A kind of method of near infrared spectrum quick detection Chinese anise quality, it is related to a kind of method for detecting Chinese anise quality, the invention discloses a kind of near infrared spectrum method for quick of Chinese anise quality, the method includes the structure of sample sets, analysis of Influential Factors, model is set up and performance prediction.This method is set up on the basis of near infrared spectrum, by to sequence of operations such as sample comminution mesh number, test sample amount, scanning times, Pretreated spectra, characteristic spectrum extraction, model foundation and forecast analysis, Chinese anise active constituent content can rapidly and accurately be determined, determine Chinese anise quality, it is that trade supervision management and specification provide technical support, with important actual application value.

Description

A kind of method of near infrared spectrum quick detection Chinese anise quality
Technical field
The present invention relates to a kind of method for detecting Chinese anise quality, more particularly to a kind of near infrared spectrum quick detection The method of Chinese anise quality.
Background technology
Chinese anise, is Angiospermae Dicotyledoneae anise mesh Winteraceae anise platymiscium also known as aniseed, anise Fruit, originate in southern area of China and Vietnam, be important " integration of drinking and medicinal herbs " economic tree of China, be China's special product spice And Chinese medicine.Because the place of production, ecological environment, collecting season, processing method and storage requirement are different, causing the quality of Chinese anise has Can there is notable difference in difference, particularly its active ingredient, and general organoleptic detection(Color, smell etc.)Cannot accurately judge The interior quality of aniseed, so the criteria of quality evaluation for setting up aniseed quality is significant.Chinese anise volatile oil is eight Main Liposoluble in erect hypecoum;Shikimic acid is one kind contained in Chinese anise many through base acid compound, is eight Content highest water-soluble components in erect hypecoum, therefore can be by measuring oil of badian and thick grass acid content in Chinese anise To identify aniseed quality, as the leading indicator of Chinese anise evaluation criterion.

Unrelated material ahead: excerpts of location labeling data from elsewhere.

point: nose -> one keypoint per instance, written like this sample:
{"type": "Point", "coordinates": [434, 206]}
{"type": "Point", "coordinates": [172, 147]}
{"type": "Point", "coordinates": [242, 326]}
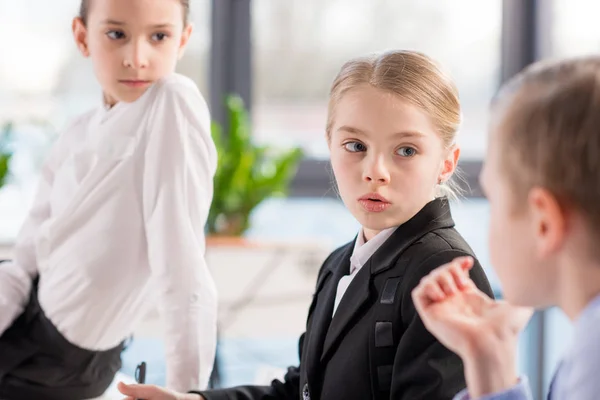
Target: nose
{"type": "Point", "coordinates": [136, 55]}
{"type": "Point", "coordinates": [376, 170]}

The content of the invention
It is an object of the invention to provide a kind of method of near infrared spectrum quick detection Chinese anise quality, the method bag The structure of sample sets is included, analysis of Influential Factors, model is set up and performance prediction, sets up on the basis of near infrared spectrum, by right Sample comminution mesh number, test sample amount, scanning times, Pretreated spectra, characteristic spectrum are extracted, model is set up and forecast analysis etc. is Row operation, can rapidly and accurately determine Chinese anise active constituent content, determine Chinese anise quality, be trade supervision management and Specification provides technical support.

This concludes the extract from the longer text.